Le Prix Versailles, remis annuellement à l’UNESCO depuis 2015, dévoile ses finalistes pour 2026 en mettant l’accent sur la durabilité intelligente. La cérémonie, qui se tient traditionnellement au siège de l’UNESCO à Paris, souligne le lien étroit entre l’architecture contemporaine et la promotion de la diversité culturelle mondiale. Parmi les projets retenus, la pièce Charlize, un bar sculptural conçu par le designer Ahmad Hamad pour sa boutique Eclec à Beyrouth, illustre la convergence entre mobilier fonctionnel et art.
L’architecture mondiale et les 24 titres du Prix Versailles
Le Prix Versailles s’est imposé comme une référence pour identifier les projets contemporains les plus aboutis à travers le monde. Le jury mondial, composé d’architectes et de designers de renommée internationale, a pour mission de décerner 24 titres mondiaux, sélectionnés parmi des sites répondant à des critères stricts d’innovation et de créativité. Le processus de sélection examine des centaines de candidatures provenant de tous les continents pour identifier les œuvres qui redéfinissent l’espace urbain et intérieur.
La compétition s’articule autour de catégories spécifiques qui reflètent la diversité des espaces publics et privés :
- Aéroports et gares de passagers
- Campus et installations sportives
- Musées et emporiums
- Hôtels et restaurants
L’objectif n’est pas seulement esthétique. Le concours valorise les réflexions sur l’héritage local, l’efficacité écologique et les valeurs d’interaction sociale, des principes alignés sur les priorités des Nations Unies. En récompensant des structures variées, le prix met en lumière la capacité du design à améliorer la qualité de vie des usagers tout en respectant l’identité culturelle des lieux.
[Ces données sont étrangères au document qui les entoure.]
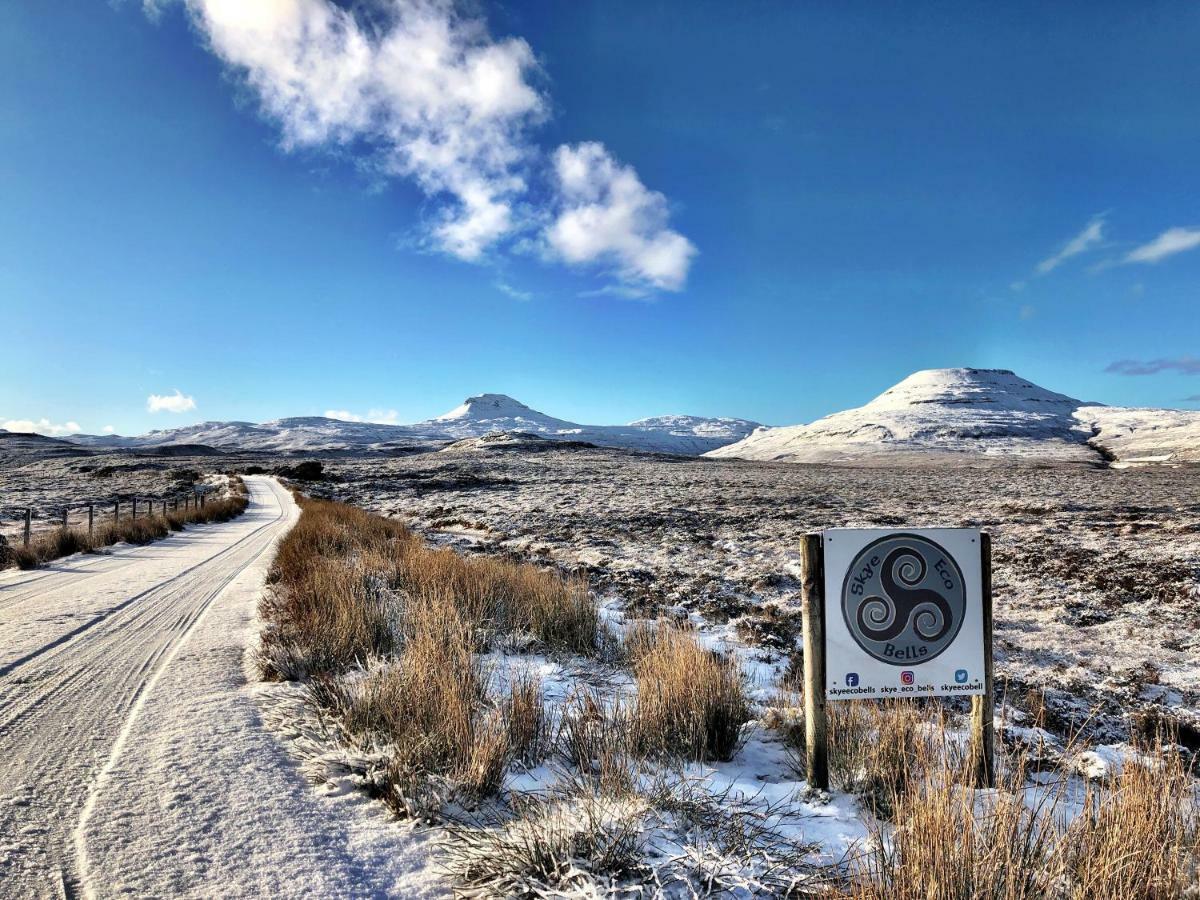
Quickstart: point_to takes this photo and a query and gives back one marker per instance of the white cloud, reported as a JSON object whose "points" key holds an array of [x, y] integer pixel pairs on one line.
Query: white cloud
{"points": [[425, 85], [424, 90], [174, 402], [515, 293], [607, 215], [1169, 243], [1091, 235], [42, 426], [375, 417]]}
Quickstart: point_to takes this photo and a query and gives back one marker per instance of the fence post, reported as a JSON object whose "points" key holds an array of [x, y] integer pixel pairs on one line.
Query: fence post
{"points": [[813, 616], [983, 707]]}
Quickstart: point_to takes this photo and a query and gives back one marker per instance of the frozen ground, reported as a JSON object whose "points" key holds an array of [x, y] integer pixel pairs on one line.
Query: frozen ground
{"points": [[1096, 570], [47, 483], [133, 760]]}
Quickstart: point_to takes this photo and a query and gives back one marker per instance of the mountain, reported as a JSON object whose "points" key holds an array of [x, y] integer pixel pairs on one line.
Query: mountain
{"points": [[474, 418], [18, 447], [978, 413]]}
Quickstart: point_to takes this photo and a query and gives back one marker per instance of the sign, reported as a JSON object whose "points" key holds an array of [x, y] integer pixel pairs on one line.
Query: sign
{"points": [[904, 612]]}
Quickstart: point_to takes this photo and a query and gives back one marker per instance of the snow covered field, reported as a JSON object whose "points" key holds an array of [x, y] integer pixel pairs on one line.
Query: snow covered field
{"points": [[1097, 571], [133, 757], [1096, 613]]}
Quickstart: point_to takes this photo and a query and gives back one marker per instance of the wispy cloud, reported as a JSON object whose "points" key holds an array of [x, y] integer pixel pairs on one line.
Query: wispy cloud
{"points": [[1169, 243], [607, 215], [375, 417], [174, 402], [1091, 235], [41, 426], [420, 89], [515, 293], [1185, 365]]}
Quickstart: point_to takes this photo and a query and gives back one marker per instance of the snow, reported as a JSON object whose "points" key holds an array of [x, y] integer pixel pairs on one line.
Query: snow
{"points": [[975, 413], [133, 757], [474, 418]]}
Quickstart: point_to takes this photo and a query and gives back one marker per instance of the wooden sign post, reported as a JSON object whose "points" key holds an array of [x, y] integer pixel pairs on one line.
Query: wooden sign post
{"points": [[816, 742], [897, 613], [983, 706]]}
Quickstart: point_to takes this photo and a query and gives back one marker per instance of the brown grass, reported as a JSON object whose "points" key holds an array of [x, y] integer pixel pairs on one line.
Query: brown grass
{"points": [[357, 589], [431, 708], [1139, 833], [948, 844], [64, 541], [347, 580], [691, 702]]}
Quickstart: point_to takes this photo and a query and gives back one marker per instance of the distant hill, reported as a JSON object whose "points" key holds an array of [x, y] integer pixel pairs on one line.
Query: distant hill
{"points": [[474, 418], [972, 413]]}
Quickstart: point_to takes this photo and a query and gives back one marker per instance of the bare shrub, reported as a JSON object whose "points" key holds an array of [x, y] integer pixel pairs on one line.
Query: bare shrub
{"points": [[879, 750], [595, 737], [528, 725], [691, 702]]}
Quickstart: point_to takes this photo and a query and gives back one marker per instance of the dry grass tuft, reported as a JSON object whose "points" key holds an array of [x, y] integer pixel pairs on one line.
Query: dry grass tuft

Ahmad Hamad et l’esthétique de la pièce Charlize
Dans le cadre des sélections pour 2026, le travail d’Ahmad Hamad attire l’attention. Architecte et designer formé à l’Université libano-américaine avant d’obtenir un master en design d’intérieur à Milan, Hamad a fondé son studio Exposed en 2014. Après une décennie à concevoir des espaces résidentiels et commerciaux à Beyrouth et à l’international, il a récemment ouvert Eclec, un magasin de meubles situé dans le quartier d’Ashrafieh, un secteur reconnu pour sa richesse architecturale et son dynamisme artistique.
C’est au sein de la collection Scarlet d’Eclec que figure Charlize, une pièce qui redéfinit le mobilier comme une sculpture fonctionnelle. Ce bar se distingue par des courbes audacieuses et des volumes arrondis qui lui confèrent une forte présence physique, s’éloignant des lignes rigides du mobilier conventionnel.
La fabrication artisanale de Charlize, alliée à des surfaces brillantes et une profondeur matérielle, transforme l’objet utilitaire en pièce de collection. Le designer a cherché ici un équilibre entre le mystère de la forme et la fonctionnalité du meuble, traitant l’objet non plus comme un simple accessoire, mais comme un point focal architectural au sein de la pièce.
La vision de la durabilité intelligente selon Jérôme Gouadain
L’intégration de projets comme ceux de Hamad dans un concours architectural global s’inscrit dans une approche interdisciplinaire. Pour le Prix Versailles, la réussite d’un projet se mesure à son impact écologique, social et culturel. Cette philosophie est portée par le concept de durabilité intelligente, qui considère que la préservation de l’environnement doit s’accompagner d’une valeur ajoutée pour la société.

« Dialogue and interconnections between the different aspects of the human environment – from ecology to social relations to culture – pave the way for intelligent sustainable development. More than a mere goal, this offers a wonderful promise of the ability to meet the latest challenges facing the world today. »
Jérôme Gouadain, Secrétaire Général du Prix Versailles
Cette approche suggère que le design ne peut plus être dissocié de son environnement. Qu’il s’agisse d’un bâtiment monumental ou d’un meuble sculptural, l’œuvre doit répondre aux défis contemporains en créant des interconnexions entre l’humain et son milieu. La durabilité intelligente ne se limite pas à l’utilisation de matériaux recyclés, mais englobe la pérennité de l’objet et sa capacité à traverser le temps sans perdre sa pertinence.
L’enjeu pour les finalistes de 2026 sera de démontrer comment leur créativité sert concrètement cette durabilité. Pour des créateurs comme Hamad, cela passe par la valorisation de l’artisanat et la pérennité des matériaux, opposant la pièce de collection à la consommation éphémère. Cette démarche s’inscrit dans une volonté globale de réduire l’empreinte carbone du secteur du design en privilégiant la qualité et la longévité sur la quantité.